The Human Cost: Why Reforms Matter

The law is named in honor of Trey Carlock, a survivor who was sexually abused at a Missouri summer camp. After settling his civil case, Carlock was bound by an NDA so restrictive he reportedly felt unable to fully discuss his trauma even with his family or therapists. Carlock died by suicide in 2019, but his story became the catalyst for a bipartisan movement to ensure that no other survivor is "silenced to the grave".
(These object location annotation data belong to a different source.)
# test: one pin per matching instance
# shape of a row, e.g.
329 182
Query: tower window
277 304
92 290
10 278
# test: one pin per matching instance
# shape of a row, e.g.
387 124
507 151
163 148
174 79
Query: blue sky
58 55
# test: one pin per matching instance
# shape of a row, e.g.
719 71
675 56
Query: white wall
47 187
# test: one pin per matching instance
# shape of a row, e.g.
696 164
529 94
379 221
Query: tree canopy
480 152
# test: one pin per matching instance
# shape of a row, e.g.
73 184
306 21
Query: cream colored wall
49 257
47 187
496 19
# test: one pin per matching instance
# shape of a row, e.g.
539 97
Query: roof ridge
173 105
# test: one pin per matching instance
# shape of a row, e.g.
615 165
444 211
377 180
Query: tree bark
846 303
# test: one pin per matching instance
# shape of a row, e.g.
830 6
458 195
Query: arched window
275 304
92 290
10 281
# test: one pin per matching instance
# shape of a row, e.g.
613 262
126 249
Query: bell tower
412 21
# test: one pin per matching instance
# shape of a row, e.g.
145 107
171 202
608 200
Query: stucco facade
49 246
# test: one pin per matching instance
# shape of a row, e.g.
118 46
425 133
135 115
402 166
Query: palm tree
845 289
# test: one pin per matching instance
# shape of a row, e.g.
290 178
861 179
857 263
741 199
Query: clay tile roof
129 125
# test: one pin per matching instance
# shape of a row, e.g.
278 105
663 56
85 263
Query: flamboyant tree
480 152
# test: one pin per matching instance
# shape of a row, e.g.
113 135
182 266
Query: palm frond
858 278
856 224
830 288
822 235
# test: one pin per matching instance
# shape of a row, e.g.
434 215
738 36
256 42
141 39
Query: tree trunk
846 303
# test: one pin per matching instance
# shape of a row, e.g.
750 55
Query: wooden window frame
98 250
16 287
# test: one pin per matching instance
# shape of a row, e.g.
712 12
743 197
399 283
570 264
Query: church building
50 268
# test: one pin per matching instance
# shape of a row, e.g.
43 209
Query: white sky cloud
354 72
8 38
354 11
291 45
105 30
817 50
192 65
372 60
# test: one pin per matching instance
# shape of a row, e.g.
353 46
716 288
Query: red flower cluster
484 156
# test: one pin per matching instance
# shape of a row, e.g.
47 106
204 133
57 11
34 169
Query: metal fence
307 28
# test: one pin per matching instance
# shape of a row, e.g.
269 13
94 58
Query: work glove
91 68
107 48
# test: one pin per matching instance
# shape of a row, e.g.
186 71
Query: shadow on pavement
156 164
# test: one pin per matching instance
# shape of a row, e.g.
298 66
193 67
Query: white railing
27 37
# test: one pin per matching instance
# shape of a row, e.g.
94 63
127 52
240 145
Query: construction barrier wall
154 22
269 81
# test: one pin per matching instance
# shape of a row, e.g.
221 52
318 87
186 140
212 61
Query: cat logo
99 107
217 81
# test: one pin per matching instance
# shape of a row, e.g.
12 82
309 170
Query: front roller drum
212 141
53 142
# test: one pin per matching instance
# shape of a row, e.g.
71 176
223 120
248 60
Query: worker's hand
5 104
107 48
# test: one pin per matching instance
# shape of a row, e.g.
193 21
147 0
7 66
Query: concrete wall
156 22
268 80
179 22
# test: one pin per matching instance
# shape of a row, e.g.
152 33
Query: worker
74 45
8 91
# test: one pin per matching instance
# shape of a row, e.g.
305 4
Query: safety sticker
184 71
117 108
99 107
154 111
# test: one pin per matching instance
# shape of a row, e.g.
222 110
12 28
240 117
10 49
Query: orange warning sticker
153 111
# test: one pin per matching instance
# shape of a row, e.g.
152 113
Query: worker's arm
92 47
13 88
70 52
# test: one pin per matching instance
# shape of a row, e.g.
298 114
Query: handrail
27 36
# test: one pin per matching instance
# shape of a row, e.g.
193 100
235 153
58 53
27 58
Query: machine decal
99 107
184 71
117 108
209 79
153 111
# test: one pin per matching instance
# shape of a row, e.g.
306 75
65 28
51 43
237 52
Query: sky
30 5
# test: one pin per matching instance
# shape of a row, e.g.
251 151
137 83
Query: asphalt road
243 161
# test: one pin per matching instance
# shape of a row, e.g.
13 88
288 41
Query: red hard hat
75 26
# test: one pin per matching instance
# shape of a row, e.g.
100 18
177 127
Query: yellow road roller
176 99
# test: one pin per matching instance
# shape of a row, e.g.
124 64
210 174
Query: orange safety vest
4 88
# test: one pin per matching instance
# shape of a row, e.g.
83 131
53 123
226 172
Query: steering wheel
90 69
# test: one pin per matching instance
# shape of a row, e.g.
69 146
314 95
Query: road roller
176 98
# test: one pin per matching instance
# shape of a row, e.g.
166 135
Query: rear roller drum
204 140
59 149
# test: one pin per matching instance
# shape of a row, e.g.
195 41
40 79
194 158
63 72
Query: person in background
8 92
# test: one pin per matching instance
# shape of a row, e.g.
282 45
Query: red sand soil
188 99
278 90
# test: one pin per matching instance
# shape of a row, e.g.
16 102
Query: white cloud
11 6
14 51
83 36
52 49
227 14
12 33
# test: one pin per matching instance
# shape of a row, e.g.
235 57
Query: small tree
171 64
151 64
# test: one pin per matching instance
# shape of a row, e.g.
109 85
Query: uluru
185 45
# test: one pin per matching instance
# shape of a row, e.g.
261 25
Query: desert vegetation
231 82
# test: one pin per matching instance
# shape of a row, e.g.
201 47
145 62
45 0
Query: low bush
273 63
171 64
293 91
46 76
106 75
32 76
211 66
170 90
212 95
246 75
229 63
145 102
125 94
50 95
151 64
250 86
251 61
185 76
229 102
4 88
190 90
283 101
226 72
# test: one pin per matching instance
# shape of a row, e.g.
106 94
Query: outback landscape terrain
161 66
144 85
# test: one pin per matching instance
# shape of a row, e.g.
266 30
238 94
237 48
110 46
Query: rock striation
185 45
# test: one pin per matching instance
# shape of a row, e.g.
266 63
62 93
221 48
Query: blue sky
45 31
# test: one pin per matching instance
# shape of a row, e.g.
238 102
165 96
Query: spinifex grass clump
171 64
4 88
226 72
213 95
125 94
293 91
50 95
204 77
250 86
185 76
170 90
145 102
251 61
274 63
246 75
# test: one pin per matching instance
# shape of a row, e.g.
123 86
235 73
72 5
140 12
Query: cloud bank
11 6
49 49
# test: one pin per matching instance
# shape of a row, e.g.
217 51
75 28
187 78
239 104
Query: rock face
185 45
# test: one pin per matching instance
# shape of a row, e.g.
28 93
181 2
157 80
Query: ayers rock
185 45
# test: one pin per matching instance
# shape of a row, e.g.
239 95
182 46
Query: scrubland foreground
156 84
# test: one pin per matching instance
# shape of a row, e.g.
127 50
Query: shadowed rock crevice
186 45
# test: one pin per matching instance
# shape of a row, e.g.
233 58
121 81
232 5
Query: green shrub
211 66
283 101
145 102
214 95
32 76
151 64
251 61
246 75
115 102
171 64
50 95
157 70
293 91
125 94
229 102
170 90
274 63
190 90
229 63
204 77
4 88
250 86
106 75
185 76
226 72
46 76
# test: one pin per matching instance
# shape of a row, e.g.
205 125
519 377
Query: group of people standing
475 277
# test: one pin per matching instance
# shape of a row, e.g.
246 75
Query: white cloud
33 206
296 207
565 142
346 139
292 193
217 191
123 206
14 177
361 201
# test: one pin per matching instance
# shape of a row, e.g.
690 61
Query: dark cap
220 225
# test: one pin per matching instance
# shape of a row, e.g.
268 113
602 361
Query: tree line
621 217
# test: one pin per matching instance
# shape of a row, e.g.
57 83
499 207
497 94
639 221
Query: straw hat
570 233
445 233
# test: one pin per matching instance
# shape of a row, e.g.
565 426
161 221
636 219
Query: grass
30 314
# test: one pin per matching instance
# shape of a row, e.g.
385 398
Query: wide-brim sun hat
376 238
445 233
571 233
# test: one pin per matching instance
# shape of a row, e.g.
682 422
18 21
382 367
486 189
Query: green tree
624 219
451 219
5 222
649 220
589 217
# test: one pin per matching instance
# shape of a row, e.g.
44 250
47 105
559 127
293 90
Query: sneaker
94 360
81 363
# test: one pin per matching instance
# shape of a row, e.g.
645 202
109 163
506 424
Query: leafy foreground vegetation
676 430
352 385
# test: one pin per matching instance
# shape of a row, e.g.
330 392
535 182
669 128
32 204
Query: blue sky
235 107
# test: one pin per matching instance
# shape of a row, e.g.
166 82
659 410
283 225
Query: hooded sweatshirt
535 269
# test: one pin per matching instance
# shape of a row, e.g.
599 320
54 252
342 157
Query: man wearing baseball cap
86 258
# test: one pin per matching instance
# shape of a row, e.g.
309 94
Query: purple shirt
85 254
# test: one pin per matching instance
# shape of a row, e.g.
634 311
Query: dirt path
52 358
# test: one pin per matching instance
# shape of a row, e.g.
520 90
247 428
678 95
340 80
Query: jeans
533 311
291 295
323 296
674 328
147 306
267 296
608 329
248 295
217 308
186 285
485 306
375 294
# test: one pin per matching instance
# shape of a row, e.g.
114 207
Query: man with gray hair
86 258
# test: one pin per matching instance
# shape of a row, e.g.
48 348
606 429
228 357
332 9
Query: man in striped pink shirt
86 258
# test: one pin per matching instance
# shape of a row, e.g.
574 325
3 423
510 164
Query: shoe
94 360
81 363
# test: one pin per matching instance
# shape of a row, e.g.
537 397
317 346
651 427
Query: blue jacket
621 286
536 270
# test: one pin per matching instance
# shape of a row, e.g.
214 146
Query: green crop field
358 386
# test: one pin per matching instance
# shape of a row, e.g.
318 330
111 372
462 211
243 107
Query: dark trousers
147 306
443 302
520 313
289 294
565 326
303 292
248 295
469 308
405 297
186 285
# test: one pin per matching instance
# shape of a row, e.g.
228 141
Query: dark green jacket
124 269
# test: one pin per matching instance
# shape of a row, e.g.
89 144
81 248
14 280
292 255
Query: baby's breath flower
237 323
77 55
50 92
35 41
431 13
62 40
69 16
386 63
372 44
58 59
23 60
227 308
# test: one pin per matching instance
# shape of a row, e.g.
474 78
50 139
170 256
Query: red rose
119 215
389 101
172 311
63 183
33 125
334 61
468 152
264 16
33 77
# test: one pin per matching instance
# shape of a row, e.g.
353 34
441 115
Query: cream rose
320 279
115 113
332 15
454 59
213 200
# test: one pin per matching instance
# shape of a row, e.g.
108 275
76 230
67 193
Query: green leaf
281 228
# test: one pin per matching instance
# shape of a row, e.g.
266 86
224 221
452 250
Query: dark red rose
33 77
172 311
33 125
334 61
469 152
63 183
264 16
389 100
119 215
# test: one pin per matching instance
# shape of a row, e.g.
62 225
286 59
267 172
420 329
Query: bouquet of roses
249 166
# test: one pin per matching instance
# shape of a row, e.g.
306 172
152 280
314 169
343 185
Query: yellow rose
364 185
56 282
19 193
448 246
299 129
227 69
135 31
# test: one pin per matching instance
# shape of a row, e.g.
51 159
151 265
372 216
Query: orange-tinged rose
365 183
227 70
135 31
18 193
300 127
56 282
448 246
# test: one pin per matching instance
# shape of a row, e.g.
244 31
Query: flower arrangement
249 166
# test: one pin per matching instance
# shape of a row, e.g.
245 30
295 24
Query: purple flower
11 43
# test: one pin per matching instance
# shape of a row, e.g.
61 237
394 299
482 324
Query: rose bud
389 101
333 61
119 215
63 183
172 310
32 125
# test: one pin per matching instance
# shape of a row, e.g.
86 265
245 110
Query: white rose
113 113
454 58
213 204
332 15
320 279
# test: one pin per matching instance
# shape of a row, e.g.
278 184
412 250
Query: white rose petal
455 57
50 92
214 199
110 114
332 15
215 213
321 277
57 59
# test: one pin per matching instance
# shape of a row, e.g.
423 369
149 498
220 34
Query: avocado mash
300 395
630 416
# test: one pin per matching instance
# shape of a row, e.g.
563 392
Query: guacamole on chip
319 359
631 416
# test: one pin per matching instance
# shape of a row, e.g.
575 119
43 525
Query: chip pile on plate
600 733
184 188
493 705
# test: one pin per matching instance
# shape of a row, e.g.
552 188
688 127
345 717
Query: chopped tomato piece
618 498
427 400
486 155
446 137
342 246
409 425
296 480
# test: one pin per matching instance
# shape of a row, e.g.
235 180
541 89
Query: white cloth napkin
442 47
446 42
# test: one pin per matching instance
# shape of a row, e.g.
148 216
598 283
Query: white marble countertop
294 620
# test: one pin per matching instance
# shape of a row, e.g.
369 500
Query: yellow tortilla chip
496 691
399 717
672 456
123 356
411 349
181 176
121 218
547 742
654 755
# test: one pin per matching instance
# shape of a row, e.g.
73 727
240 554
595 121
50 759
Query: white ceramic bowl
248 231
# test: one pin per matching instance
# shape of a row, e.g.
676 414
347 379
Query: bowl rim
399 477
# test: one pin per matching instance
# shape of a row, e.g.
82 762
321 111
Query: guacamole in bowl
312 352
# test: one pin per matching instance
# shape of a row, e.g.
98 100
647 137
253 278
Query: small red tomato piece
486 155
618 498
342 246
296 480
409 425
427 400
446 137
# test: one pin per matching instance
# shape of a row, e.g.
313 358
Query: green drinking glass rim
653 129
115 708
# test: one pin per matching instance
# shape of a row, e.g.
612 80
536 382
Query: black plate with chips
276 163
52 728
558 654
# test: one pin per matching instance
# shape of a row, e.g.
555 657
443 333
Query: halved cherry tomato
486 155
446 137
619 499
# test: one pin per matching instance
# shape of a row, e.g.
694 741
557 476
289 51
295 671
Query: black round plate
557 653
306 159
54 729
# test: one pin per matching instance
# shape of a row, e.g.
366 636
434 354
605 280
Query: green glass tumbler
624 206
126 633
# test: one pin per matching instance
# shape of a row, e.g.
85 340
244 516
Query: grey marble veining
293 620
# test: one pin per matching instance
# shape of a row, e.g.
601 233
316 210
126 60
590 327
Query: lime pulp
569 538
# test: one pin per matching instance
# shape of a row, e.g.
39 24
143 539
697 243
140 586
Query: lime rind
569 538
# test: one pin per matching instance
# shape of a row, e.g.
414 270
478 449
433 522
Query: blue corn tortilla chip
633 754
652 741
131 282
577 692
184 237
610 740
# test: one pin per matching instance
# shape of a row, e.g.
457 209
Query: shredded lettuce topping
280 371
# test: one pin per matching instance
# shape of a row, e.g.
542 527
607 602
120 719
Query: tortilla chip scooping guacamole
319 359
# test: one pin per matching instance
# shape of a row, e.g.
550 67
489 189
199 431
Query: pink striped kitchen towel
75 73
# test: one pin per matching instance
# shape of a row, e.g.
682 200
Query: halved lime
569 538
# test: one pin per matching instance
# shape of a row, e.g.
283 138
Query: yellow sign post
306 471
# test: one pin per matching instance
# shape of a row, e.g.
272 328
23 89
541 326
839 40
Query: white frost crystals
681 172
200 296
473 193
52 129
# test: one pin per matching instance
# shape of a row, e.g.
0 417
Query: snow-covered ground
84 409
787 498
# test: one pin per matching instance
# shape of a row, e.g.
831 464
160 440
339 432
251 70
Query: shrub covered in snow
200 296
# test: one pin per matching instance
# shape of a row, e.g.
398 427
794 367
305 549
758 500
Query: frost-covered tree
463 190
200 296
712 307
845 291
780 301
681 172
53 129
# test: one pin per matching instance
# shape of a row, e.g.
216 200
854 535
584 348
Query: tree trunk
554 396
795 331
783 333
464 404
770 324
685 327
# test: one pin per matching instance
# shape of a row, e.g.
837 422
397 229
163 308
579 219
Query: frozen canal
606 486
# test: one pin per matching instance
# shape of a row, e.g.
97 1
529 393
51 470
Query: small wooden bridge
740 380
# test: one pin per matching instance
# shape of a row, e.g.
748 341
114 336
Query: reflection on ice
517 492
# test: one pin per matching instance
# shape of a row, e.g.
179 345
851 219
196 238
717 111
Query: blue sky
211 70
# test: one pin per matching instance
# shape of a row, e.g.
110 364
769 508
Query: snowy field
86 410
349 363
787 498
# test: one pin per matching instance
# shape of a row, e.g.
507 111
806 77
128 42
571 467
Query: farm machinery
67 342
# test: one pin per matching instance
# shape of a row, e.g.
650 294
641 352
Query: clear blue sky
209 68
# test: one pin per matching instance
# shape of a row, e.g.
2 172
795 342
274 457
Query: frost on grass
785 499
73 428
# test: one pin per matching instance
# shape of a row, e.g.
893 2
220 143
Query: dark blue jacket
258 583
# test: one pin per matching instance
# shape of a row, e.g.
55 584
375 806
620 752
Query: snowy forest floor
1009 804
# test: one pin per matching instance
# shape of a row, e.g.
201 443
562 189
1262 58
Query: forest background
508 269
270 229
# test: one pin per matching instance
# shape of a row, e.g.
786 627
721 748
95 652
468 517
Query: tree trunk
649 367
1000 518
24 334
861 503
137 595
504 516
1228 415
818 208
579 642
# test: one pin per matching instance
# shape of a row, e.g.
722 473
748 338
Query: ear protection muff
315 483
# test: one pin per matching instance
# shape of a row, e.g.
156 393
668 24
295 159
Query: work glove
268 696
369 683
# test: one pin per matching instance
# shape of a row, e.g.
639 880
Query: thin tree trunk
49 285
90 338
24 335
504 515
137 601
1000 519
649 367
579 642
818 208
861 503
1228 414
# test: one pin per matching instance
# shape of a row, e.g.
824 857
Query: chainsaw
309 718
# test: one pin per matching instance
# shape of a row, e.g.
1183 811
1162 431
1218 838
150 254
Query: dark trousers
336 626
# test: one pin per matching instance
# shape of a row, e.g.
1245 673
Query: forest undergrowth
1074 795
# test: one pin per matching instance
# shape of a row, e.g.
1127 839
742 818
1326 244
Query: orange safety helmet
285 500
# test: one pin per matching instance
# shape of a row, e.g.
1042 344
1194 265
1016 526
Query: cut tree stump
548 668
A New Era of Accountability

Missouri's reforms join a growing national trend, supported by federal actions like the 2022 Speak Out Act, which limits the enforcement of pre-dispute NDAs in cases of sexual assault and harassment.


For Safe Missouri Communities, the end of the NDA era means that institutions can no longer buy a permanent "veil of secrecy". Survivors now hold the power to decide if, when, and how their stories are told—a critical step toward preventing future abuse and fostering a culture of transparency and safety across the state.